I am an immigrant. I wear my title with pride. I accept the negative connotations that come with being an immigrant. I swallow my pride when we are mentioned in the news about coming to America to steal jobs and live off of the system. I am an immigrant and this is my story.
From as early as I can remember, I wanted to come to America. I grew up in a tiny country called Guyana on the North Atlantic coast of South America. I’ve heard, “where are you from,” so many times that I’ve rehearsed it- I am from Guyana, a former British colony in South America but my forefathers are from India, so I’m Indian. And no, I do not speak Spanish, I speak English. This is my story- a complicated background made even more complicated by immigrating to American at age fifteen.
But getting back to why I wanted to come to America. You see, I grew up on the banks of a river called Mahaicony River. We drank rain water, bathed in the river and used an out-house to do our business. Our fathers were rice farmers, working 15 hour days to make ends meet. As a child, I didn’t know I was poor or that Guyana is a “third world country.” In fact, I had a great childhood filled with love and kindness from my community. I walked the 1 mile stretch to school every day saying “good morning” to everyone I passed as my mother had taught me to do. I spent my afternoons playing cricket with my brothers, eating fruits and daydreaming about America under the hot Caribbean sun. This was my simple, beautiful life.
On August 29, 2002, I, along with my older brother, came to America. I won’t bore you with the story of how we were able to get here. We flew into JFK international airport with four suitcases to our name and no money. We went to live in the Bronx with my aunt and her family and my grandparents. At the time, there were 6 people living at my aunts when my brother and I joined for a total of 8. We crammed into my aunt’s home and made it work. Every night, we laid a mattress on the floor for my brother to sleep on. I would never forget the kindness of my family.
I enrolled at Lehman High School. I was placed in an ESL class because of my thick Guyanese accent. I was 15 years old and placed in the 11th grade. I was lost. Completely and absolutely lost. I was late to class everyday because I couldn’t figure out where my classes were or how to get there. I was afraid to use the elevator and felt so alone. I remember reading out loud in an English class and raising my eyes from the book to find my class staring at me. They couldn’t understand a word that I was saying. I was placed in a computer class but I didn’t know how to even turn on a computer. I would copy the girl sitting next to me and pray that she wouldn’t be annoyed with me.

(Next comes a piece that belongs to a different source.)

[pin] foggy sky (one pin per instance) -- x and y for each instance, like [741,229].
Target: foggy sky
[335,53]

I walked to school every morning, a good few miles because I didn’t know how to take the bus. My grandmother said that lunches were free in school so I didn’t take a lunch to school but I couldn’t figure out how to get the free lunch either. So I went hungry most days.

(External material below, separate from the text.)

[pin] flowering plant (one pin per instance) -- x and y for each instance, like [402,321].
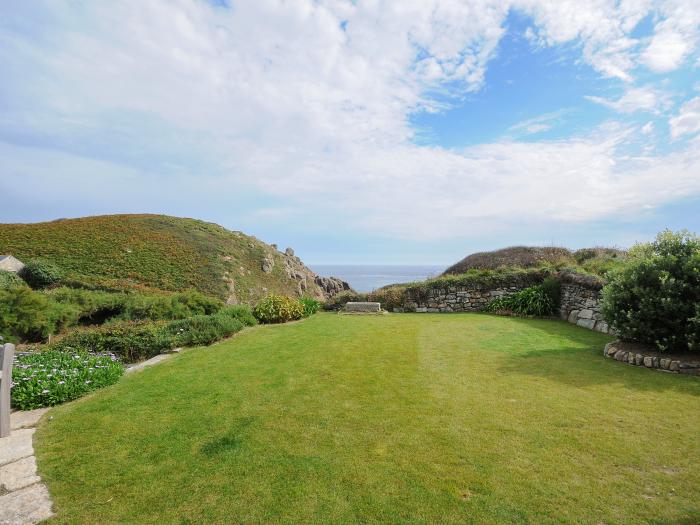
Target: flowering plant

But I never forgot where I was. I was in America and living in New York City, the greatest city in the world. I woke up every day excited about my life and reminded myself that I was finally living my childhood dream. America represented so much to me. For a young Indian girl, it represented hope of a brighter future. It represented endless opportunities and freedom. Even when I was going through the most challenging time of my life, I was still so very grateful for this amazing country.
My parents eventually came to the United States and my family, parents and two brothers, were reunited. We shared a one-bedroom basement for 6 months until we were able to move into a 2-bedroom apartment. Again, my extended family stepped in and offered us a place to stay until we could get our feet on the ground. I eventually graduated high school at age 17 and went on to CUNY Hunter College. My father paid for my classes out of pocket. He worked multiple jobs. We never received any government help and didn’t need it. Because if you’re in America, you will find a job and you will be able to support your family. So my father worked at a car wash on the weekends and saved his money to send me to college. I graduated college with a Bachelor’s degree at age 20. I had lived at home and finished school in three years. I was one step closer to my American dream.

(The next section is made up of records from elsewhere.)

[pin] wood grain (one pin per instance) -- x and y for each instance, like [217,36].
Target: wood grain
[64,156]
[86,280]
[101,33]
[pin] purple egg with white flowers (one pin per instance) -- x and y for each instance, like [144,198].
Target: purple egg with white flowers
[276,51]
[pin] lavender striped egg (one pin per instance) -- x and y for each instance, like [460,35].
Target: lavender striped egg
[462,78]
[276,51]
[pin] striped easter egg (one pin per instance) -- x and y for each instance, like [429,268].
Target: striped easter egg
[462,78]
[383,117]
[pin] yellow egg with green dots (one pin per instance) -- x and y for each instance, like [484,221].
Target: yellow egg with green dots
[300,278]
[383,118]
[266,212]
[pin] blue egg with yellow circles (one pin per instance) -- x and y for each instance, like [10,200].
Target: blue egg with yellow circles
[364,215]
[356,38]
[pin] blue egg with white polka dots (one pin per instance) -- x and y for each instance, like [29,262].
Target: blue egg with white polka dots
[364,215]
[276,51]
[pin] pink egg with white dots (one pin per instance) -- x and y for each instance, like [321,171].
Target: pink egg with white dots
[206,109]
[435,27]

In 2009, I decided that I was going to go to law school. At the time, my family was living in Queens, New York and I had never lived outside of my parents’ home. So I moved to Florida and attended Ave Maria Law School. In 2012, I graduated law school and took the Florida bar. I passed the bar. This little brown girl that grew up on the banks of a river, passed the bar and was admitted to practice law in the state of Florida. Four years later, I am still in awe that this is my life.
Today I am married to a southern gentleman from South Carolina and share a home with him in Cape Coral, Florida. I now own my own immigration law firm in Fort Myers, Florida. I am so unbelievably grateful that I get to call America my home. I wake up every day thankful!
So America, I do not want to steal your jobs or take advantage of any of your social programs. I just wanted the chance to call you my home. Thank you for allowing me to do that. I pray that someday I can return the favor. Until then, I will sing your praise wherever I go.